An alliance between two UK companies and the University of Manchester aims to validate the emerging field of serological pharmacodynamic (PD) biomarkers as a less invasive and time-consuming means of tracking drug effects in clinical trials of new cancer therapies.
The two commercial partners are Cancer Research Technology Limited (CRT), the London-based development and commercialisation arm of Cancer Research UK, and AstraZeneca (AZ). The two companies will support a research programme at the University of Manchester investigating biomarkers of tumour cell death using specialist PD assays.
The work will be carried out in the laboratories of the Clinical and Experimental Pharmacology Group at the university’s Paterson Institute of Cancer Research (PICR). AZ’s financial contribution is undisclosed, but it will help pay for five full-time research scientists at the PICR, which is one of four research institutes core-funded by Cancer Research UK. CRT will have exclusive rights to commercialise any novel biomarkers identified in the course of the three-year collaboration.

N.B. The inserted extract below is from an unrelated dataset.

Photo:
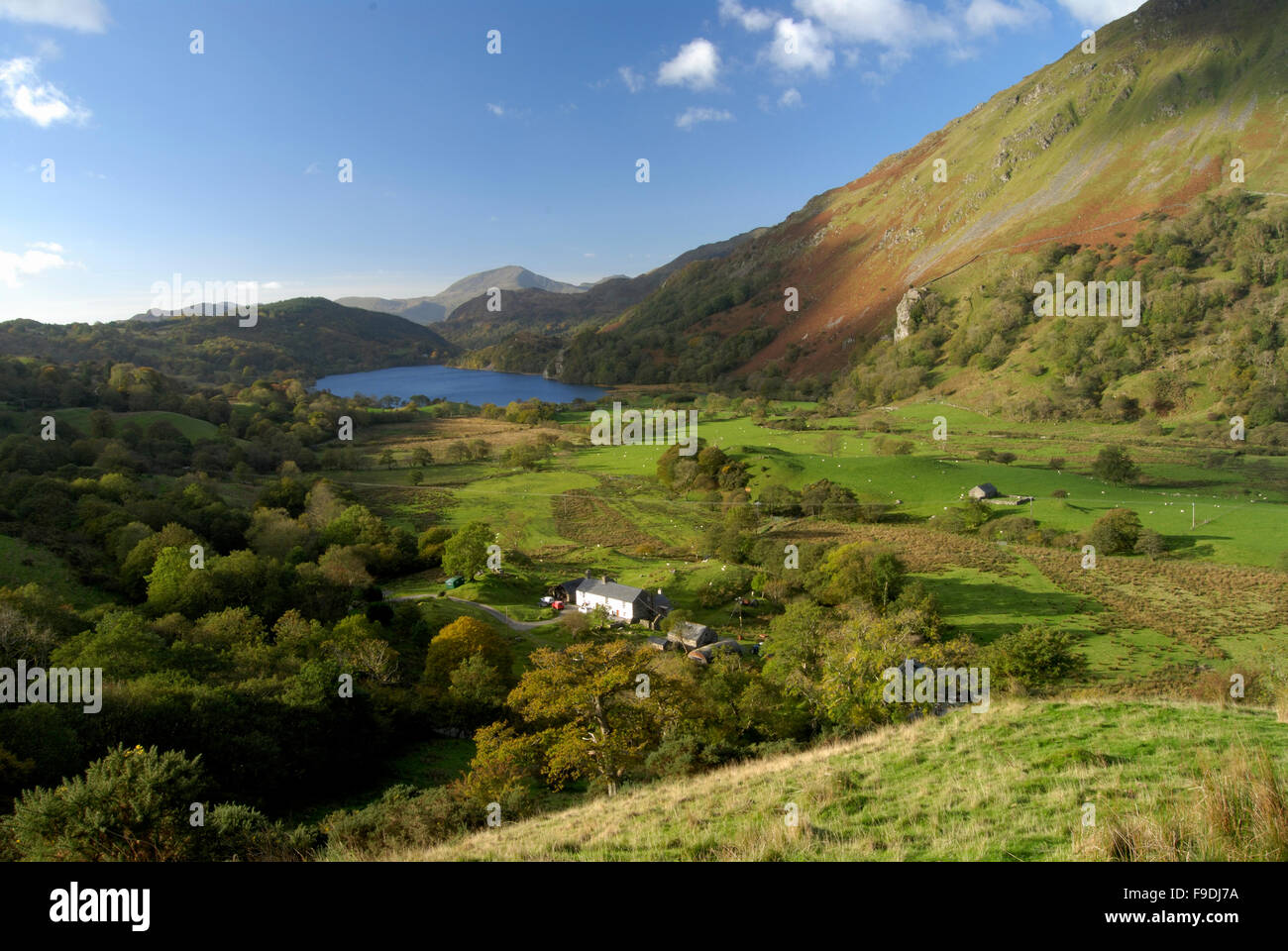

The agreement builds on a clinical pharmacology biomarker research and discovery collaboration formed between CRT, AZ and the University of Manchester last November. That partnership reinforced existing collaborative links between the two companies and the PICR by setting up two clinical pharmacology research fellowships, jointly funded by Cancer Research UK and AstraZeneca, and geared to identifying and validating circulating biomarkers for use in conjunction with targeted cancer therapies.
As CRT noted, targeted treatments call for robust biomarkers that reflect the molecular pathology of tumours and predict or indicate drug responsiveness. Potential applications include effective determination of optimal biological doses, establishing proof of concept for target modulation, selecting patients most likely to respond to therapy, and detecting subsequent resistance to treatment. “Ultimately, biomarkers help explain or predict clinical outcomes and reduce the costs of drug development,” CRT commented.
The extended CRT-AZ-PICR collaboration will take this work forward, as well as further addressing the current skills deficit in clinical pharmacology that is compromising the UK’s status in early-stage drug development. Within the alliance, the PICR’s Clinical and Experimental Pharmacology Group, jointly led by Professor Caroline Dive and Dr Malcolm Ranson, will provide “cutting-edge” expertise in PD assay development and implementation, CRT said.
This group specialises in using immunohistochemical, flow cytometric and ELISA (Enzyme-Linked Immunosorbent Assay)-based techniques for progressing and validating biomarkers related to cancer. “These expertises have previously been used to validate biomarkers of angiogenesis and cell death that are now being employed in a clinical trial setting,” CRT pointed out.
Serum biomarkers make it easier in clinical trials to track a new drug and “what it’s doing," commented CRC spokesman Michael Regnier. At the moment, researchers rely on tumour biopsies, which are invasive and take time. Serological PD biomarkers are a developing field but the tools need validating before they can be applied to drug development, Regnier said.
“Tumour cell death is the final event which we seek for many of our molecularly targeted agents,” stated Professor Andrew Evans, AZ’s clinical director of discovery medicine. “If we can measure this event in a blood sample rather than from a tumour biopsy – the current gold standard – it minimises the intervention for the patient and maximises the opportunity of detecting what is likely to be a dynamic event by allowing for repeat sampling.”